Song Pick of the Day
One of the more underrated Super Bowl halftime shows ever, all-singing / no dancing/ no lip-synching, from the late Tom Petty, 2008.
Greg Mitchell is the author of a dozen books, including the bestseller The Tunnels (on escapes under the Berlin Wall), the current The Beginning or the End (on MGM’s wild atomic bomb movie), and The Campaign of the Century (on Upton Sinclair’s left-wing race for governor of California), which was recently picked by the Wall St. Journal as one of five greatest books ever about an election. For nearly all of the 1970s he was the #2 editor at the legendary Crawdaddy. Later he served as longtime editor of Editor & Publisher magazine. He recently co-produced a film about Beethoven’s Ninth Symphony and now has written and directed his first feature, Atomic Cover-up, which will have its American premiere at a festival this spring.

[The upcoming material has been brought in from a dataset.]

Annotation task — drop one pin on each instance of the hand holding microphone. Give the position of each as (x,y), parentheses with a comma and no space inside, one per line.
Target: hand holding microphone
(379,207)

Thanks for this blog, Greg. It's a real treat. And, way back in the day, Crawdaddy was my favorite. More so than Rolling Stone. Glad you're keeping the spirit alive.
I was at that incredible Super Bowl in which the Giants ruined the Patriots perfect season and saw Petty's great halftime performance standing next to Chris Berman of ESPN playing air guitar together. Unforgettable.